Janine Pease is currently a faculty member in the Social Sciences and Humanities at Little Big Horn College, where she also served as the first President. She holds D.Ed. and M.Ed. degrees in Adult and Higher Education from Montana State University Bozeman. An enrolled member of the Crow Indian tribe, Pease has been honored as one of the fourteen most important American Indians leaders of the twentieth century in The New Warriors by R. D. Edmunds. She writes a regular column for the Big Horn County News and the Billings Gazette, titled "Baawaa’lilaau – Gives Advice." She is author of many articles in books and journals, including “Helps the People - The Dance of the Seasons” in American Indian Stories of Success and “New Voices: Ancient Words” in Tribal College Journal.

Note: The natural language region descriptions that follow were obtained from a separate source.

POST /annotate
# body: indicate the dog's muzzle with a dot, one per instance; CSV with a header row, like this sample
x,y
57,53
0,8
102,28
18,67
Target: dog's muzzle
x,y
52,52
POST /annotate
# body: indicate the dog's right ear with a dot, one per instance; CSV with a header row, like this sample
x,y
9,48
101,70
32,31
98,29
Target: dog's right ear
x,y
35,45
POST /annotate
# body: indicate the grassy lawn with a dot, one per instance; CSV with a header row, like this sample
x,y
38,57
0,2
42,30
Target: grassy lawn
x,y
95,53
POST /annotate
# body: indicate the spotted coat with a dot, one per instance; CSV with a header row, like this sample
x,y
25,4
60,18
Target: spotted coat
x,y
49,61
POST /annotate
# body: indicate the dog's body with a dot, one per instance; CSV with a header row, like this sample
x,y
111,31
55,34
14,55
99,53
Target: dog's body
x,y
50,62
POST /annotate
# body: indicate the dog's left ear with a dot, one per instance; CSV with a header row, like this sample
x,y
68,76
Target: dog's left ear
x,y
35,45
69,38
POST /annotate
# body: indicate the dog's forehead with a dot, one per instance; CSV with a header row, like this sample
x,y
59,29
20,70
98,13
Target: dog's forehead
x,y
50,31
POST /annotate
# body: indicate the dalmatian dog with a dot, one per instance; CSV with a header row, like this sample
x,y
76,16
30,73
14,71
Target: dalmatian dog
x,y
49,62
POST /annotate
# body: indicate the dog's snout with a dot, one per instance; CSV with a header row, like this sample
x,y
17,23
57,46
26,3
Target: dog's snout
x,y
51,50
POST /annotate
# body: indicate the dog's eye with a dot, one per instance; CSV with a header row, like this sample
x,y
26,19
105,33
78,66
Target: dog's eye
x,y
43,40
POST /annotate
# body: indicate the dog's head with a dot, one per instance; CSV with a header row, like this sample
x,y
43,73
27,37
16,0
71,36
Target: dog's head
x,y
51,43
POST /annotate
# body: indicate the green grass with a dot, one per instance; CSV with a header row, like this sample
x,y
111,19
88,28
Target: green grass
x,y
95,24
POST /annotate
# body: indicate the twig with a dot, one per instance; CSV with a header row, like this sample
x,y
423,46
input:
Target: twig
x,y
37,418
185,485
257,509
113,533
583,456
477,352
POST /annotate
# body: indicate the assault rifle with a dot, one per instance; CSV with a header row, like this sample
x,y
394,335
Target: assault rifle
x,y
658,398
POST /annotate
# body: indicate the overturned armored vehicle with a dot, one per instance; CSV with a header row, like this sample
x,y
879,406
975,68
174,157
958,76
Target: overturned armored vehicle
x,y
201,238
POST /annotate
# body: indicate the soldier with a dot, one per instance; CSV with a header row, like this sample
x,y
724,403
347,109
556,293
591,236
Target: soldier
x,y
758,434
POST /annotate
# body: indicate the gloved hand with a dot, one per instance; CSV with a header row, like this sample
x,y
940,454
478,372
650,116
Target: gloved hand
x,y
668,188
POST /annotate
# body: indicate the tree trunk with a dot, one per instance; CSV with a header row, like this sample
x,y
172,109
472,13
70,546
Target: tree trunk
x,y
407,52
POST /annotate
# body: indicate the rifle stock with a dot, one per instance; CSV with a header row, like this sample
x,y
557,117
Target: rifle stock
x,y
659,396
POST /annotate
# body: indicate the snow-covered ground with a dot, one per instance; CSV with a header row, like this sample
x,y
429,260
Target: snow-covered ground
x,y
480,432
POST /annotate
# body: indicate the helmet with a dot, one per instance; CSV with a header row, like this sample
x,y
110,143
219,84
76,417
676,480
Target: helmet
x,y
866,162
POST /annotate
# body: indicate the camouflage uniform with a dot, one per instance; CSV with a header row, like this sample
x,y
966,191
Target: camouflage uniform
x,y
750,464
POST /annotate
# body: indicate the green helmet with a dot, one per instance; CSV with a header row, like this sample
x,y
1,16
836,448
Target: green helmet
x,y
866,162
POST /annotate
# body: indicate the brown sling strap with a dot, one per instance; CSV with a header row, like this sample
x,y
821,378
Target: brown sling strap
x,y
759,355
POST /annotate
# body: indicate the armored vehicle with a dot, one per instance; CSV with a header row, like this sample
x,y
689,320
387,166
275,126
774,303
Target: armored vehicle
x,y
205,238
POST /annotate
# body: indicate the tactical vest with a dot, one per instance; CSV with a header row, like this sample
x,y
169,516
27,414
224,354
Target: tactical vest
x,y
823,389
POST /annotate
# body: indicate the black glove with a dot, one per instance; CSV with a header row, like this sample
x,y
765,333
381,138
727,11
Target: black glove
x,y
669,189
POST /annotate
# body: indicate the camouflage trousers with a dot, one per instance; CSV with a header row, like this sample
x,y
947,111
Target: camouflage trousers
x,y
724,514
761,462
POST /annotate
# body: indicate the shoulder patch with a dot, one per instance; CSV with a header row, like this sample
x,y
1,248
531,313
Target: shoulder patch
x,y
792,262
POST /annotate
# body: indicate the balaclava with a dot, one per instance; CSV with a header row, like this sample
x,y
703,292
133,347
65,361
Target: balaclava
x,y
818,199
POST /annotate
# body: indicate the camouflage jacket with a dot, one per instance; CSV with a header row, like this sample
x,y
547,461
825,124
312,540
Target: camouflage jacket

Luella N. Brien works at St. Labre Indian School in Ashland, MT, which enrolls predominantly Crow and Northern Cheyenne students, and has been an instructor of Communication Arts at Little Bighorn College. She is an enrolled member of the Crow Tribe and has worked as a reporter for the Billings Gazette, Great Falls Tribune, Missoulian, and Seattle Times newspapers. She is founder of Four Points Media, a multipurpose media network with focus on hyperlocal news, publishing, and commentary. She is author of "Wendy Red Star on the Rise" in Native Peoples magazine (2014).

Nov. 29, 2016

Desja Eagle Tail in full regalia
Native American Music: A journey in time through Native American Music with an emphasis on Crow traditional songs”

Musical presentation by  Desja Eagle Tail

The presentation will give an overview of Native American music including the different types of Native American music which are social songs, honor songs, spiritual songs. 

Desja Eagle Tail is an enrolled member of the Aapsalooke (Crow) tribe of Montana. Billings-based MusiEco Project awarded her as Montana Indian Musician of the Year 2015. She graduated from MSU Billings in 2015 as the first graduate of the B.A.-Music Business program at MSU Billings. She currently lives in Spokane Valley, WA where she is continuing her career as a singer, recording artist and presenter.